Components

Prompt Caching — What It Is and How It Works

Sir Robot29 May 2026 · 9 min read

Sir Robot

29 May 2026 · 9 min readAI-assisted · editorial review

Prompt Caching is an optimisation mechanism in large language model APIs that allows repeated reuse of processed prompt fragments without recomputing them from scratch. For queries containing long, repetitive contexts — such as extensive system instructions, documents, or few-shot examples — it can make API calls up to ten times cheaper and several times faster.

What is Prompt Caching?

Prompt Caching is a technique that allows a language model to temporarily store intermediate computation results for the fixed, repeatable part of a query. Instead of processing the same context on every API call, the system can retrieve pre-computed representations and only process the new, variable part of the input.

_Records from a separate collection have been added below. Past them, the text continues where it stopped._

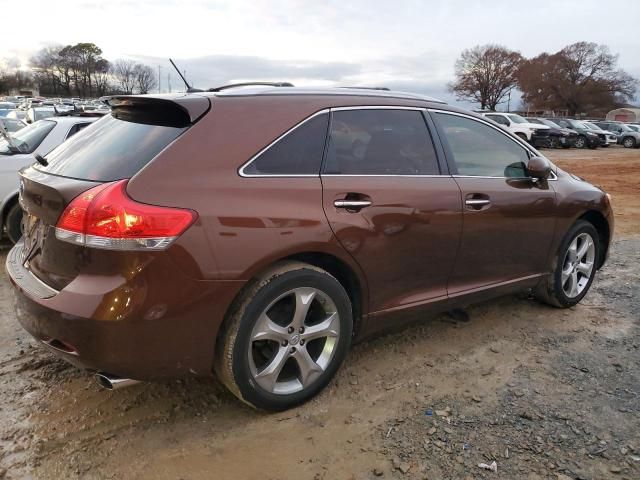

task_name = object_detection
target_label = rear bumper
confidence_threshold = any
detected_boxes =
[7,241,243,380]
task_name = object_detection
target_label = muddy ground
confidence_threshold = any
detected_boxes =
[0,146,638,480]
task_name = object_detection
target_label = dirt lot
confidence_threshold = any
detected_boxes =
[0,147,638,480]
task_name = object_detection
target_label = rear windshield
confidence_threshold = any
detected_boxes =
[37,114,186,181]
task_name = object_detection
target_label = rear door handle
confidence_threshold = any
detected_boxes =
[334,199,372,209]
[464,199,491,206]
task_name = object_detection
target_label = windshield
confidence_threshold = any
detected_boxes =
[582,122,600,131]
[0,119,55,155]
[506,114,528,124]
[540,119,561,129]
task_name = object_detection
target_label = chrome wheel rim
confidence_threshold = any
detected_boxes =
[623,138,633,148]
[561,233,596,298]
[575,137,586,148]
[248,287,340,395]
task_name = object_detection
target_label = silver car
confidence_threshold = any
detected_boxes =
[0,116,97,242]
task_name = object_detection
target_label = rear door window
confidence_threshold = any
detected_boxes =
[38,114,186,181]
[242,113,329,175]
[434,112,529,178]
[324,109,439,175]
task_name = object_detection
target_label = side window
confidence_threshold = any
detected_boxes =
[434,113,529,178]
[324,109,439,175]
[556,120,569,128]
[65,123,90,140]
[243,113,329,175]
[486,114,509,126]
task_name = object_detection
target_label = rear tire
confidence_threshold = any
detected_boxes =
[574,136,587,149]
[536,220,600,308]
[215,261,353,410]
[4,203,23,244]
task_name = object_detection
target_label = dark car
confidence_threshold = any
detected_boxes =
[7,87,614,411]
[594,121,640,148]
[550,118,600,149]
[526,117,577,148]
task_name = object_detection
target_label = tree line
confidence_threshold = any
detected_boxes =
[449,42,638,116]
[0,42,157,97]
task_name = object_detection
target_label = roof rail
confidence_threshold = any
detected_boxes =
[208,82,294,92]
[338,86,390,91]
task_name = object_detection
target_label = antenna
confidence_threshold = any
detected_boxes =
[169,58,203,93]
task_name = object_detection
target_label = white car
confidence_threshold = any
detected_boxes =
[582,121,617,147]
[481,112,550,144]
[0,116,98,242]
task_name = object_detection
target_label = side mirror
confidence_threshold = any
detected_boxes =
[527,156,551,180]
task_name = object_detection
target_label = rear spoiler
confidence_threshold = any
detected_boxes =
[100,95,210,127]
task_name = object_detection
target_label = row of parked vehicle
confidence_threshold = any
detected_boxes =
[0,96,110,132]
[479,111,640,149]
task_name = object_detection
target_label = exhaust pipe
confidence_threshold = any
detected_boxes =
[96,372,140,390]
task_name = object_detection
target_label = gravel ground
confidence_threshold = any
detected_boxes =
[0,147,638,480]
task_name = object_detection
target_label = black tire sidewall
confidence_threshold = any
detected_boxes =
[5,204,23,244]
[551,221,600,307]
[231,269,352,411]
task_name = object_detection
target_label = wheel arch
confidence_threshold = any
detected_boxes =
[0,191,20,238]
[221,249,368,342]
[578,210,610,269]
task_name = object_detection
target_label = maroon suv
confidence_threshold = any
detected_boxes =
[7,87,613,410]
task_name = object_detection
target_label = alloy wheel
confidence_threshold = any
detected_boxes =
[623,137,635,148]
[561,233,596,298]
[575,136,586,148]
[248,287,340,395]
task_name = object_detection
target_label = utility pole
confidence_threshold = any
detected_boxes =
[158,65,162,94]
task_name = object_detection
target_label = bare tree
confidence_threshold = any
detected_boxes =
[134,64,157,94]
[448,45,523,110]
[112,59,138,94]
[517,42,637,115]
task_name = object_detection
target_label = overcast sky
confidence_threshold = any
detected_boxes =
[2,0,639,107]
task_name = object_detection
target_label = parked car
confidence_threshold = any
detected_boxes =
[625,124,640,133]
[481,112,550,147]
[549,119,600,149]
[594,121,640,148]
[0,109,15,118]
[0,117,26,133]
[526,117,577,148]
[25,107,56,124]
[581,121,617,147]
[5,110,27,122]
[8,87,613,411]
[0,116,97,242]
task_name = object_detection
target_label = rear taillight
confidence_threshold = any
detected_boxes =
[55,180,197,250]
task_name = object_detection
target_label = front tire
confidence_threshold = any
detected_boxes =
[215,261,353,410]
[622,137,636,148]
[536,220,600,308]
[574,136,587,149]
[4,203,23,244]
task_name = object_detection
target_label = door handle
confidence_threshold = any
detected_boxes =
[334,199,372,209]
[464,199,491,206]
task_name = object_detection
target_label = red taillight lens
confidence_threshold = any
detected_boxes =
[55,180,197,250]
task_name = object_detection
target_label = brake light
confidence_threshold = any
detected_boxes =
[55,180,197,250]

It is purely an infrastructure-level tool. It does not change model behavior, does not affect the quality of generated text, and does not add memory to the model. It operates exclusively as a computational layer cache, increasing cost efficiency and response speed in scenarios where the same data is sent to the model repeatedly.

The term appears under different names across providers: Anthropic calls it _prompt caching_ (using a `cache_control` mechanism), OpenAI applies _prompt caching_ automatically without any developer configuration, and Google Gemini offers _context caching_ as a separate API resource with a dedicated name and configurable TTL.

Who is behind it?

Anthropic introduced Prompt Caching for Claude models in August 2024. OpenAI launched its own automatic caching implementation for GPT-4o and o1 models in October 2024. Google Gemini has offered Context Caching as a separate API feature for Gemini 1.5 Pro and Flash since mid-2024.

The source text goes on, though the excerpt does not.